Nel New York Times4, nel 2012, apparve un elenco di sostenitori del MEK, tra cui diversi esponenti del Congresso americano, ma anche R. James Woolsey e Porter J. Goss, ex direttori della CIA, Louis J. Freeh, ex direttore dell’FBI, Tom Ridge, ex Consigliere per la Sicurezza nazionale degli USA sotto l’amministrazione George W. Bush, l’ex Sindaco di New York, Rudolph Giuliani, John Bolton, ex Consigliere per la Sicurezza nazionale con Donald Trump, l’ex Procuratore Generale Michael B. Mukasey e l’ex Consigliere per la Sicurezza nazionale ai tempi di Obama, il generale James L. Jones.
Diverse le prese di posizione nel mondo in favore del MEK anche da parte di esponenti del panorama politico italiano, come Emma Bonino. Una delegazione ufficiale dell’associazione “Nessuno tocchi Caino” ha visitato il quartier generale albanese dei mujaheddin, a sostegno della lotta per i diritti umani contro il governo iraniano. Si è distinto in questa direzione l’ex ministro degli esteri del governo Monti, Giulio Terzi, che ha annunciato “appoggio incondizionato” al MEK, definendo i suoi militanti come “combattenti per la libertà” e assicurando questi ultimi che “un’ampia parte della società italiana è convinta che stare dalla vostra parte significa stare dalla parte giusta della storia”. Chiare le parole pronunciate da Giulio Terzi: “I mullah se ne devono andare, gli ayatollah se ne devono andare e devono essere rimpiazzati da un governo democratico sotto la guida della signora Rajavi, leader del MEK”. Un disegno da manuale di regime change: rovesciamento di un governo e susseguente “esportazione di democrazia”. Film già visto in abbondanza.
Intanto però, mentre il confine tra l’Albania e il Kosovo sta scomparendo ed Edi Rama, in nome degli standard europei – quindi con il plauso della NATO – lavora perché lo “sportello unico” venga adottato anche al confine con la Macedonia del Nord, il Montenegro e la Grecia. La Serbia evidentementedev’essere isolata ed esclusa a causa della sua vicinanza alla Federazione Russa, mentre la Grande Albania si appresta a diventare un’arma puntata su ciò che resterà dell’Europa.

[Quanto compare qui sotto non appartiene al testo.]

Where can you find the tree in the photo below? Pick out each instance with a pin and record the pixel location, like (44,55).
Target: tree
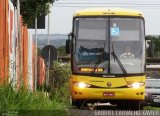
(33,8)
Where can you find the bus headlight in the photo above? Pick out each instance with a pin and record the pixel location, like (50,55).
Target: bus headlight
(136,85)
(81,84)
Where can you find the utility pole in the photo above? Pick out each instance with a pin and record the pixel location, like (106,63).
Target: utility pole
(47,80)
(19,42)
(35,81)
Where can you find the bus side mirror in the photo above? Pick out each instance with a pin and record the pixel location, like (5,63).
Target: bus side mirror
(68,43)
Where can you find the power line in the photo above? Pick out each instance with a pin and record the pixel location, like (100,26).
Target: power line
(100,3)
(152,7)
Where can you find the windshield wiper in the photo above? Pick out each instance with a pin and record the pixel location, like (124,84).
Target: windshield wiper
(118,61)
(99,61)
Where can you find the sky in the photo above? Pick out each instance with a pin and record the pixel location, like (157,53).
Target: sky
(62,13)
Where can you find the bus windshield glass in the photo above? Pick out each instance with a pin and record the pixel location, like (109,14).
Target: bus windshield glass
(94,41)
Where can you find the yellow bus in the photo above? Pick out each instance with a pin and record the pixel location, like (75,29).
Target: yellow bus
(107,48)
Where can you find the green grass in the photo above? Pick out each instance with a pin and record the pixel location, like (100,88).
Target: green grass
(151,108)
(24,99)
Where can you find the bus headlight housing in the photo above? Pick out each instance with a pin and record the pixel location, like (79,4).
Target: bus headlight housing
(81,84)
(136,85)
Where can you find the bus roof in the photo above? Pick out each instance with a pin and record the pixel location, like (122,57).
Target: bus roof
(107,12)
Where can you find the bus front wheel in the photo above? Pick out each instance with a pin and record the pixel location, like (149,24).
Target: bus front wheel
(77,103)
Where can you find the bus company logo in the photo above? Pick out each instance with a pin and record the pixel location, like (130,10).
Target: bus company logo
(109,84)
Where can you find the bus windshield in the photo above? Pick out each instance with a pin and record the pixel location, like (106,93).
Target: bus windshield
(94,41)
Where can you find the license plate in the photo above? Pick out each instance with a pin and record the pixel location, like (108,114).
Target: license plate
(156,100)
(108,94)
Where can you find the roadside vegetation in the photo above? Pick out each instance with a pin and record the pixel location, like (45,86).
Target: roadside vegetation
(53,99)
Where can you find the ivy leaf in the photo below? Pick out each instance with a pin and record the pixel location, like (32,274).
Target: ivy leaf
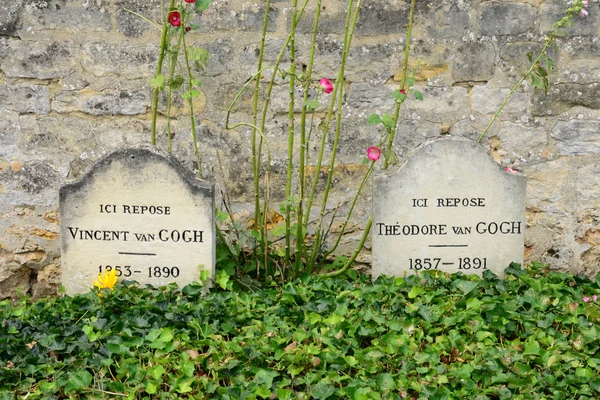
(78,380)
(202,5)
(158,82)
(374,119)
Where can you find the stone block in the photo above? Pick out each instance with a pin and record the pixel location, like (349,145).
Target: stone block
(133,25)
(64,15)
(577,137)
(221,17)
(9,16)
(25,98)
(582,26)
(474,62)
(37,59)
(563,96)
(132,61)
(443,20)
(109,102)
(523,142)
(486,100)
(499,19)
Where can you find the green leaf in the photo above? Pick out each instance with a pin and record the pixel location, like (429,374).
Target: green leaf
(151,387)
(176,82)
(374,119)
(202,5)
(158,82)
(322,390)
(222,279)
(266,377)
(78,380)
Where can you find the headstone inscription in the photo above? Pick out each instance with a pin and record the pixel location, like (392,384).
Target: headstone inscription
(139,211)
(449,207)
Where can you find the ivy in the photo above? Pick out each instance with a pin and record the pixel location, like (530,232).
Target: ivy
(436,336)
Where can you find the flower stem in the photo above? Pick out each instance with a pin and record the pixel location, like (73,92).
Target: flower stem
(161,56)
(392,133)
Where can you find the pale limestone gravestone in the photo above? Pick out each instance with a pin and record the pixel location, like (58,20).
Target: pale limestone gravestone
(449,207)
(139,211)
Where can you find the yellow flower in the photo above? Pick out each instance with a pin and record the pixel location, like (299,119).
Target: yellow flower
(106,280)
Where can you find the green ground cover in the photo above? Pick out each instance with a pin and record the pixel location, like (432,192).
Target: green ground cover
(435,336)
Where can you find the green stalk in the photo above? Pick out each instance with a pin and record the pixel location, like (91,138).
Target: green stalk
(340,89)
(300,248)
(350,261)
(547,42)
(191,102)
(290,166)
(324,126)
(392,133)
(362,184)
(255,158)
(161,56)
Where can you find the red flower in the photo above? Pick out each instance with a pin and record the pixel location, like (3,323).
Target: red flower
(326,85)
(175,18)
(373,153)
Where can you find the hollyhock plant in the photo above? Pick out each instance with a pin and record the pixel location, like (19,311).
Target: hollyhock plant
(326,85)
(175,18)
(373,153)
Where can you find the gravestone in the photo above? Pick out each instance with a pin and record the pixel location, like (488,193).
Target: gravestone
(449,207)
(139,211)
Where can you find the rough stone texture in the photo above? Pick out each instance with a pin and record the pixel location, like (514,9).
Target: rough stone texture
(74,85)
(506,18)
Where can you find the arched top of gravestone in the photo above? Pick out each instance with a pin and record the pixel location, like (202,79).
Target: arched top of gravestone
(140,158)
(466,156)
(449,207)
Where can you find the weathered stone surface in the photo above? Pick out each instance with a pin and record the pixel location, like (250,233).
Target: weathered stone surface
(9,16)
(133,25)
(47,282)
(37,59)
(474,62)
(129,61)
(582,26)
(138,211)
(450,207)
(111,102)
(488,100)
(523,142)
(576,137)
(63,15)
(249,18)
(445,21)
(25,98)
(506,18)
(563,96)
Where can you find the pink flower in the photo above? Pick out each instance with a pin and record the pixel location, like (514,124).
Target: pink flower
(175,18)
(326,85)
(373,153)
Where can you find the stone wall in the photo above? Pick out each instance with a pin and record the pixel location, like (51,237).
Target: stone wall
(74,80)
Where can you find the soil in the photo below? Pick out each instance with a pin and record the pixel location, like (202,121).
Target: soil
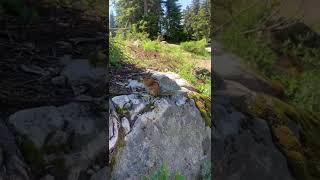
(58,32)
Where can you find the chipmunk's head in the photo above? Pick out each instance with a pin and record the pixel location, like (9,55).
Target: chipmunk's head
(147,80)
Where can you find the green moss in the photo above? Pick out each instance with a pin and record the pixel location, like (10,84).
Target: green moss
(203,103)
(122,112)
(32,154)
(286,139)
(302,154)
(120,144)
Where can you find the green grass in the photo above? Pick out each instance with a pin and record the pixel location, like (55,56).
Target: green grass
(116,52)
(196,47)
(169,57)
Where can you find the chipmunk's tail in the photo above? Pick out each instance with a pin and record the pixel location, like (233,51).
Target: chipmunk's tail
(167,93)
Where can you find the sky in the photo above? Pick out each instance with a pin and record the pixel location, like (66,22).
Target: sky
(183,3)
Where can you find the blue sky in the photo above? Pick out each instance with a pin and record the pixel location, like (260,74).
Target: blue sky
(183,3)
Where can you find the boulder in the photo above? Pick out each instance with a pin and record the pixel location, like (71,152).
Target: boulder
(243,146)
(37,123)
(84,78)
(162,132)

La grande operazione israelo-americana di destabilizzazione del Medio Oriente attraverso l’uso di forze jihadiste, iniziata molti decenni fa, sembra dunque proseguire ancora anche in questa veste. E questa volta guarda diritto all’Iran. Con la silenziosa complicità dell’Europa, incapace di una politica autonoma, una non troppo oscura alleanza tra pezzi delle amministrazioni statunitensi e uomini dei deep states sta ora preparandosi per un altro crogiolo di puntute provocazioni. A noi non resta che aspettare la prossima puntata. Fino all’armageddon finale.